Clinton Administration officials are scattered throughout America’s college campuses. Former Vice President Al Gore taught at Columbia University’s School of Journalism. The campaign manager of Gore’s unsuccessful 2000 run for the White House, Donna Brazile, is a senior fellow at the Academy of Leadership, University of Maryland, and an adjunct professor at Georgetown University.

Dr. Jocelyn Elders, President Clinton’s colorful surgeon general, is a distinguished professor at the University of Arkansas for Medical Science in the Maternal and Child Health Department. Elders, as surgeon general, shocked the Clinton Administration when, in a speech before the United Nations, she endorsed masturbation.
That endorsement led to her resignation.

One Clinton Administration alumnus missing from the Ivory Tower is former Secretary of Defense William Cohen, but then he was one of the token Republicans in that cabinet. Cohen, secretary of defense from 1997 to 2001, is chairman and CEO of the Cohen Group.

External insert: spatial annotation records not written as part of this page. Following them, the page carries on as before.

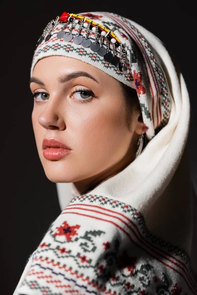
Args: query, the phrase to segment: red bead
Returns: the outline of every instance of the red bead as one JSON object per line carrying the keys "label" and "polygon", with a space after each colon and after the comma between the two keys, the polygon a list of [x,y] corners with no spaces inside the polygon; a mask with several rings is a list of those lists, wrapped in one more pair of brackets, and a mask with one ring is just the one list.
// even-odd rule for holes
{"label": "red bead", "polygon": [[67,12],[63,12],[61,16],[60,17],[60,20],[62,21],[62,22],[66,22],[69,17],[69,15]]}

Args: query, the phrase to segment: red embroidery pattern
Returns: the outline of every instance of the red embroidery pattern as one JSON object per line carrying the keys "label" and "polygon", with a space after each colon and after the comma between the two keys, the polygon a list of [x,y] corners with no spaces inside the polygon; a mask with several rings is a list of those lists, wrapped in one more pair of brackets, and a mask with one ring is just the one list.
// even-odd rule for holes
{"label": "red embroidery pattern", "polygon": [[70,226],[66,221],[64,221],[61,226],[56,227],[58,230],[53,236],[64,236],[67,241],[71,241],[72,236],[78,235],[75,229],[78,229],[79,228],[80,225]]}
{"label": "red embroidery pattern", "polygon": [[133,76],[136,87],[136,90],[139,97],[140,94],[144,94],[146,93],[145,88],[142,85],[142,73],[141,72],[137,73],[134,70]]}

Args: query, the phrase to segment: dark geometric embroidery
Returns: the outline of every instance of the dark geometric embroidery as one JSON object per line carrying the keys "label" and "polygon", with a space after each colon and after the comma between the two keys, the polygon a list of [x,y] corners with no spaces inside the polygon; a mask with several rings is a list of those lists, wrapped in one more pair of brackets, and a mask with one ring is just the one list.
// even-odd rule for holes
{"label": "dark geometric embroidery", "polygon": [[[128,231],[131,221],[141,233],[141,238],[147,236],[146,245],[147,242],[158,247],[161,244],[160,250],[165,249],[164,259],[161,255],[157,259],[143,249],[136,243],[134,234],[130,238],[131,230],[135,228]],[[87,225],[89,231],[86,230]],[[63,237],[64,241],[58,237]],[[167,249],[171,251],[168,255]],[[184,272],[180,264],[177,266],[178,272],[173,269],[174,265],[168,267],[166,264],[168,259],[181,260],[179,254],[186,263],[187,255],[184,256],[182,250],[152,235],[140,212],[102,196],[74,198],[52,223],[34,253],[21,285],[27,294],[30,289],[39,292],[37,295],[197,294],[197,281],[192,280],[189,264],[188,272]],[[23,290],[22,294],[25,293]]]}

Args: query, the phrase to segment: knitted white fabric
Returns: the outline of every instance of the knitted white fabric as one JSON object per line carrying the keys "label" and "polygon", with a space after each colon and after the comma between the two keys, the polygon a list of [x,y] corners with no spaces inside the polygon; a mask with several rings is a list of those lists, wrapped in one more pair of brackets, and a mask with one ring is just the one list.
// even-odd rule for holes
{"label": "knitted white fabric", "polygon": [[162,42],[130,22],[167,77],[169,120],[126,168],[87,194],[73,183],[57,184],[62,213],[14,295],[197,294],[197,197],[185,148],[188,92]]}

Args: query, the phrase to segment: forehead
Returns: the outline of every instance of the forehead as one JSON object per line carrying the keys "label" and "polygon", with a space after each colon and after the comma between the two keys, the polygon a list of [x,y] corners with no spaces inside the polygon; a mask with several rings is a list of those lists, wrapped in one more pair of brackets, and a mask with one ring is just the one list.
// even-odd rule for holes
{"label": "forehead", "polygon": [[106,81],[108,83],[118,83],[114,78],[93,65],[76,59],[59,56],[47,57],[38,60],[34,67],[32,75],[55,77],[76,71],[86,72],[95,77],[100,83]]}

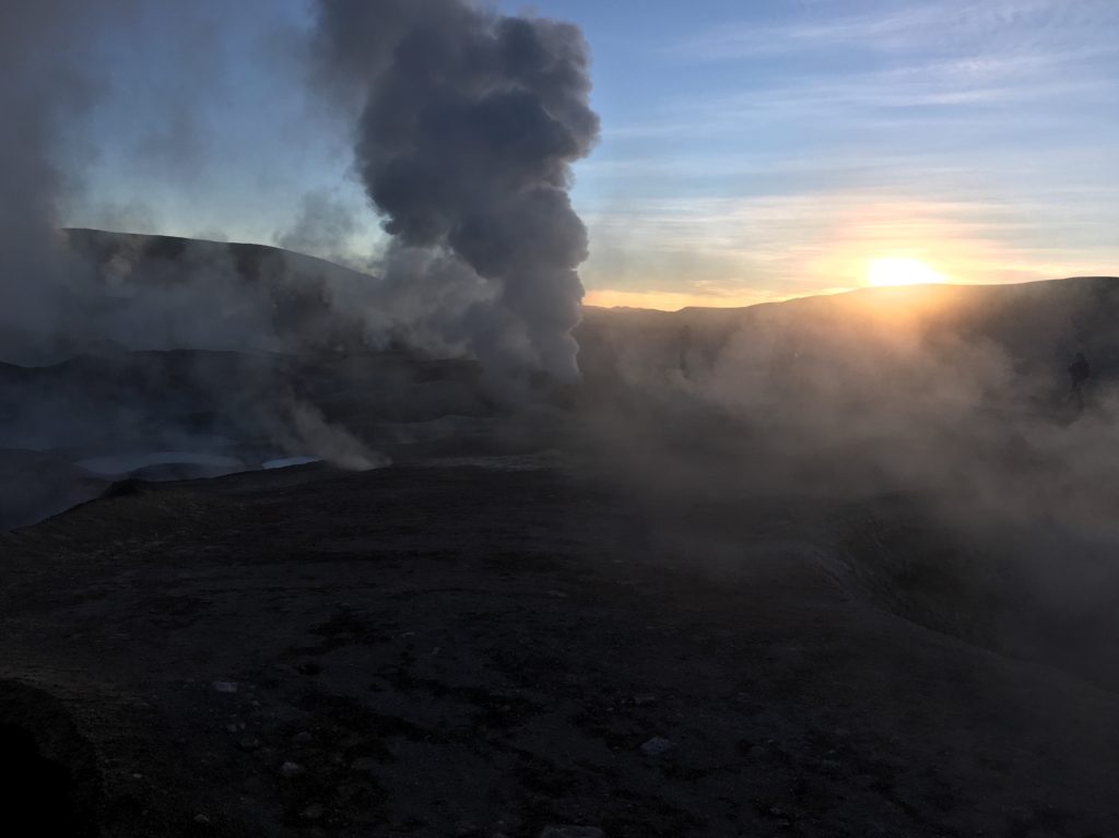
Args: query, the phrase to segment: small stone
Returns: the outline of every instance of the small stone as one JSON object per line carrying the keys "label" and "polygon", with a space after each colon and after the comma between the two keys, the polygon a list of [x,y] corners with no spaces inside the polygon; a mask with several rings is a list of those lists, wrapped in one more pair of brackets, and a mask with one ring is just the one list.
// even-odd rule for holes
{"label": "small stone", "polygon": [[299,813],[299,817],[303,820],[319,820],[322,817],[322,807],[318,803],[311,803]]}
{"label": "small stone", "polygon": [[280,766],[281,776],[299,776],[303,773],[303,766],[298,762],[285,762]]}
{"label": "small stone", "polygon": [[552,826],[545,827],[540,838],[606,838],[598,827]]}
{"label": "small stone", "polygon": [[667,753],[676,747],[670,740],[666,740],[662,736],[653,736],[651,740],[641,745],[641,753],[647,756],[659,756],[660,754]]}

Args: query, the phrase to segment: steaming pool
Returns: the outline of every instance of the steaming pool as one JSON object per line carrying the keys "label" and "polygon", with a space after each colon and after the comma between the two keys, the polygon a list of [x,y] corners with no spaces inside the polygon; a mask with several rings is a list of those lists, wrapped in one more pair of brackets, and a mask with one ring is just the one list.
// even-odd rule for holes
{"label": "steaming pool", "polygon": [[280,456],[248,464],[241,458],[227,454],[197,451],[151,451],[90,456],[78,460],[75,462],[75,465],[102,477],[123,477],[135,471],[156,468],[196,469],[206,476],[219,477],[222,474],[233,474],[238,471],[289,469],[295,465],[309,465],[317,462],[321,462],[321,459],[317,456]]}

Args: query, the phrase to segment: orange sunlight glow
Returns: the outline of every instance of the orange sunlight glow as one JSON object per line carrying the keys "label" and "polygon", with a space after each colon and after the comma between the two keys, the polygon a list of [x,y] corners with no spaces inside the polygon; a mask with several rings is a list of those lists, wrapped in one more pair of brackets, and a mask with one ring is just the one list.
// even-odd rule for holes
{"label": "orange sunlight glow", "polygon": [[915,258],[875,258],[866,267],[866,284],[874,288],[891,285],[930,285],[948,282],[929,265]]}

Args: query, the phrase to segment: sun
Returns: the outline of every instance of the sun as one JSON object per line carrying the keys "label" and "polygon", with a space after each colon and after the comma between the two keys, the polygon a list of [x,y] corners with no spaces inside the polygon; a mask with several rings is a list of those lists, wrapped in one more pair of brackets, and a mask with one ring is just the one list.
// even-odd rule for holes
{"label": "sun", "polygon": [[941,282],[948,282],[948,279],[915,258],[875,258],[866,266],[866,284],[875,288],[929,285]]}

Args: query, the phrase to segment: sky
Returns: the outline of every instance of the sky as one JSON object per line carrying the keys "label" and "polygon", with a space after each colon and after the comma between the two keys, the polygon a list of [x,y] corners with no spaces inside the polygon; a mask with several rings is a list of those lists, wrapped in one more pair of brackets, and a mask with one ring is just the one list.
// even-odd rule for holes
{"label": "sky", "polygon": [[[153,10],[158,7],[158,13]],[[274,244],[308,201],[384,237],[307,85],[303,0],[140,2],[70,132],[74,226]],[[587,302],[743,305],[876,281],[1119,273],[1116,0],[539,0],[593,56]],[[307,238],[307,237],[304,237]],[[888,271],[886,271],[888,273]]]}

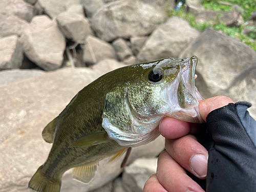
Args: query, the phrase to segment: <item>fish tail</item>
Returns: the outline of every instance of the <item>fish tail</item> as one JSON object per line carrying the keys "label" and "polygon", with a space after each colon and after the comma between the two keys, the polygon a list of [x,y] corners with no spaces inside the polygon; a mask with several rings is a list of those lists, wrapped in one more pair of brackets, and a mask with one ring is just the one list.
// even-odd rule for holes
{"label": "fish tail", "polygon": [[44,176],[41,166],[33,176],[29,183],[29,187],[40,192],[59,192],[61,184],[61,179],[52,180]]}

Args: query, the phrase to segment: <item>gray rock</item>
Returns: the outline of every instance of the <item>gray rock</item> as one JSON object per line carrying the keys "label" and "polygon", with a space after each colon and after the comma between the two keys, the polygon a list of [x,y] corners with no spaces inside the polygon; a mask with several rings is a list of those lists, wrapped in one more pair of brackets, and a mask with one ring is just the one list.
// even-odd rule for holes
{"label": "gray rock", "polygon": [[143,191],[145,183],[150,177],[156,173],[157,158],[138,159],[124,167],[122,183],[128,191]]}
{"label": "gray rock", "polygon": [[91,23],[98,37],[111,41],[118,37],[148,35],[166,18],[161,6],[140,1],[122,0],[100,9],[94,15]]}
{"label": "gray rock", "polygon": [[238,24],[240,18],[240,13],[238,11],[219,11],[202,9],[193,6],[188,7],[189,11],[195,15],[197,23],[213,24],[218,20],[227,26],[232,27]]}
{"label": "gray rock", "polygon": [[2,0],[0,13],[13,14],[30,22],[34,16],[34,8],[23,0]]}
{"label": "gray rock", "polygon": [[[196,73],[199,79],[196,80],[196,83],[200,82],[200,86],[197,84],[197,87],[202,95],[206,98],[225,93],[240,73],[256,60],[256,52],[250,47],[209,28],[180,57],[186,58],[191,55],[198,57]],[[244,94],[246,95],[244,92],[229,96],[238,100],[245,98]],[[247,101],[251,102],[254,97]],[[254,106],[251,108],[251,110],[255,110]]]}
{"label": "gray rock", "polygon": [[37,0],[24,0],[24,1],[28,3],[29,4],[35,5],[37,2]]}
{"label": "gray rock", "polygon": [[121,38],[115,40],[112,42],[112,45],[116,51],[117,58],[120,61],[127,59],[133,54],[125,41]]}
{"label": "gray rock", "polygon": [[237,4],[234,4],[230,7],[231,10],[236,11],[240,12],[241,14],[243,14],[244,13],[244,10],[242,7],[239,6]]}
{"label": "gray rock", "polygon": [[61,66],[65,38],[56,23],[46,15],[34,17],[20,40],[27,56],[41,68],[50,71]]}
{"label": "gray rock", "polygon": [[116,53],[111,44],[89,35],[86,40],[83,60],[89,65],[109,58],[116,59]]}
{"label": "gray rock", "polygon": [[13,69],[0,71],[0,86],[27,79],[31,77],[40,75],[45,73],[44,71],[30,69]]}
{"label": "gray rock", "polygon": [[84,7],[86,16],[91,18],[104,6],[101,0],[80,0],[81,4]]}
{"label": "gray rock", "polygon": [[17,16],[0,13],[0,37],[20,36],[29,24]]}
{"label": "gray rock", "polygon": [[146,40],[148,38],[148,36],[134,37],[130,39],[132,44],[132,51],[134,55],[137,55],[141,49],[142,48]]}
{"label": "gray rock", "polygon": [[37,2],[52,18],[67,11],[72,5],[79,4],[79,0],[38,0]]}
{"label": "gray rock", "polygon": [[[77,6],[76,6],[77,7]],[[66,37],[75,42],[84,42],[86,37],[93,35],[89,20],[75,10],[60,13],[57,17],[58,25]]]}
{"label": "gray rock", "polygon": [[0,69],[19,68],[23,59],[23,51],[18,36],[0,39]]}
{"label": "gray rock", "polygon": [[136,57],[134,55],[130,56],[127,58],[124,59],[123,62],[128,65],[136,64],[137,62]]}
{"label": "gray rock", "polygon": [[137,59],[143,62],[163,57],[178,57],[180,53],[199,34],[187,22],[176,16],[170,17],[152,33],[137,55]]}
{"label": "gray rock", "polygon": [[120,177],[118,177],[114,182],[113,192],[126,192],[123,188],[122,181]]}

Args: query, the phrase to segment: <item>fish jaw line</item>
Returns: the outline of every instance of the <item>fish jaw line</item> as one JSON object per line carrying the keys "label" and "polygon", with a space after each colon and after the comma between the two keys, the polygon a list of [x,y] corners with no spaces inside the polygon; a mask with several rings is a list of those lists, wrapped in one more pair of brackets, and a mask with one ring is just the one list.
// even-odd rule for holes
{"label": "fish jaw line", "polygon": [[198,101],[203,99],[195,86],[197,58],[183,62],[176,78],[162,89],[161,96],[167,105],[166,116],[194,123],[203,122],[198,109]]}

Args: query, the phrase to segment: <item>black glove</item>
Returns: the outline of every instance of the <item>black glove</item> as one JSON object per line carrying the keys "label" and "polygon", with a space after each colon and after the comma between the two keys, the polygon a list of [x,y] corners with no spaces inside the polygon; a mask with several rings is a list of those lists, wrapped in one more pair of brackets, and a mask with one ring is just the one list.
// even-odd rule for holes
{"label": "black glove", "polygon": [[256,121],[245,101],[211,112],[197,137],[208,151],[207,174],[189,176],[207,192],[256,191]]}

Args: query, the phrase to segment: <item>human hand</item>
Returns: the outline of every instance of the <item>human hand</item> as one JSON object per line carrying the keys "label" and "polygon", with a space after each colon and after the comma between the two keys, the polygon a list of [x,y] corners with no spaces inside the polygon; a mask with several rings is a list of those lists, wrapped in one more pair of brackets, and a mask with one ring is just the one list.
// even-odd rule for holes
{"label": "human hand", "polygon": [[[206,121],[207,115],[213,110],[234,103],[231,99],[217,96],[199,101],[199,112]],[[185,170],[200,179],[205,179],[208,152],[191,135],[199,124],[170,117],[164,118],[159,131],[165,137],[166,151],[158,158],[157,174],[145,184],[143,192],[204,191]]]}

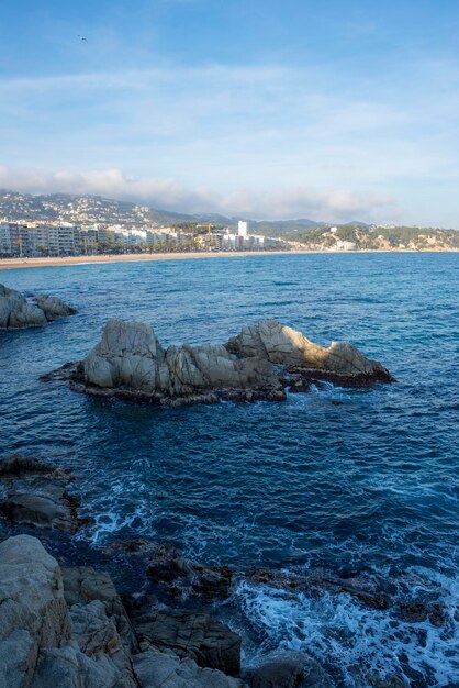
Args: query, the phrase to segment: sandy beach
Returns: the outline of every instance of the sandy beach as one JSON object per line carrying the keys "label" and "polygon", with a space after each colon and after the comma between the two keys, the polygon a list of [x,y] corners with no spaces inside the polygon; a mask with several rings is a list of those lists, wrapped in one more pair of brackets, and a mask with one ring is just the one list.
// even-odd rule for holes
{"label": "sandy beach", "polygon": [[[0,270],[21,267],[56,267],[59,265],[87,265],[91,263],[133,263],[137,260],[183,260],[189,258],[244,258],[246,256],[272,256],[272,255],[296,255],[296,254],[338,254],[351,253],[419,253],[412,249],[393,251],[232,251],[232,252],[197,252],[197,253],[132,253],[122,255],[98,255],[98,256],[65,256],[61,258],[0,258]],[[457,253],[455,249],[448,251],[423,251],[421,253]]]}
{"label": "sandy beach", "polygon": [[309,251],[233,251],[197,253],[132,253],[122,255],[65,256],[61,258],[1,258],[0,269],[18,267],[55,267],[58,265],[86,265],[88,263],[128,263],[135,260],[180,260],[186,258],[237,258],[244,256],[272,256],[273,254],[312,253]]}

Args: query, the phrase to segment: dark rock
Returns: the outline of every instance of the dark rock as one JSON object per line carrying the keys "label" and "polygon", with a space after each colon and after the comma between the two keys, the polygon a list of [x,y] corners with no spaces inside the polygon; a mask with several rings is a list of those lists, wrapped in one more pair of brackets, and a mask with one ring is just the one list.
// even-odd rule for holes
{"label": "dark rock", "polygon": [[169,544],[152,543],[146,574],[154,582],[171,581],[191,574],[191,566],[180,550]]}
{"label": "dark rock", "polygon": [[46,320],[53,322],[59,318],[66,318],[68,315],[75,315],[78,311],[65,303],[59,297],[52,297],[49,295],[43,295],[34,298],[37,307],[45,313]]}
{"label": "dark rock", "polygon": [[246,688],[238,678],[158,652],[135,655],[133,666],[142,688]]}
{"label": "dark rock", "polygon": [[0,514],[25,525],[75,533],[88,519],[78,518],[80,500],[67,491],[72,476],[36,458],[14,454],[0,459],[0,480],[7,496]]}
{"label": "dark rock", "polygon": [[242,678],[250,688],[300,688],[305,657],[299,652],[283,652],[261,657]]}
{"label": "dark rock", "polygon": [[134,614],[132,622],[143,651],[172,651],[231,676],[240,670],[240,636],[209,614],[153,610]]}
{"label": "dark rock", "polygon": [[193,592],[208,600],[228,597],[233,573],[228,566],[193,566]]}
{"label": "dark rock", "polygon": [[36,297],[30,302],[20,291],[0,285],[0,330],[37,328],[76,312],[57,297]]}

Not all of the veterans of Democratic politics—national, state and local—retire to academia. President Clinton’s first secretary of state, Warren Christopher, for example, is affiliated with a law firm in California.

Nonetheless, they are more welcome behind the Ivory Curtain. Recall the professor at Duke University who concluded that if there aren’t that many conservatives on the faculty there, it’s because they are not as bright as liberals.

The commencement speaker at Duke last year was President Clinton’s last secretary of state Madeleine Albright. In his memoir, current secretary of state Colin Powell, a retired general, remembers his shock when Albright asked him, “What’s the point of having this superb military you’re always talking about if we can’t use it?”

Albright came to the Clinton Administration from a decade of teaching at Georgetown University and was welcomed back with open arms to a faculty slot at the School of Foreign Service when President Clinton left office. Will Condoleezza Rice receive a similar heroine’s welcome from Stanford University?

Malcolm A. Kline is the executive director of Accuracy in Academia.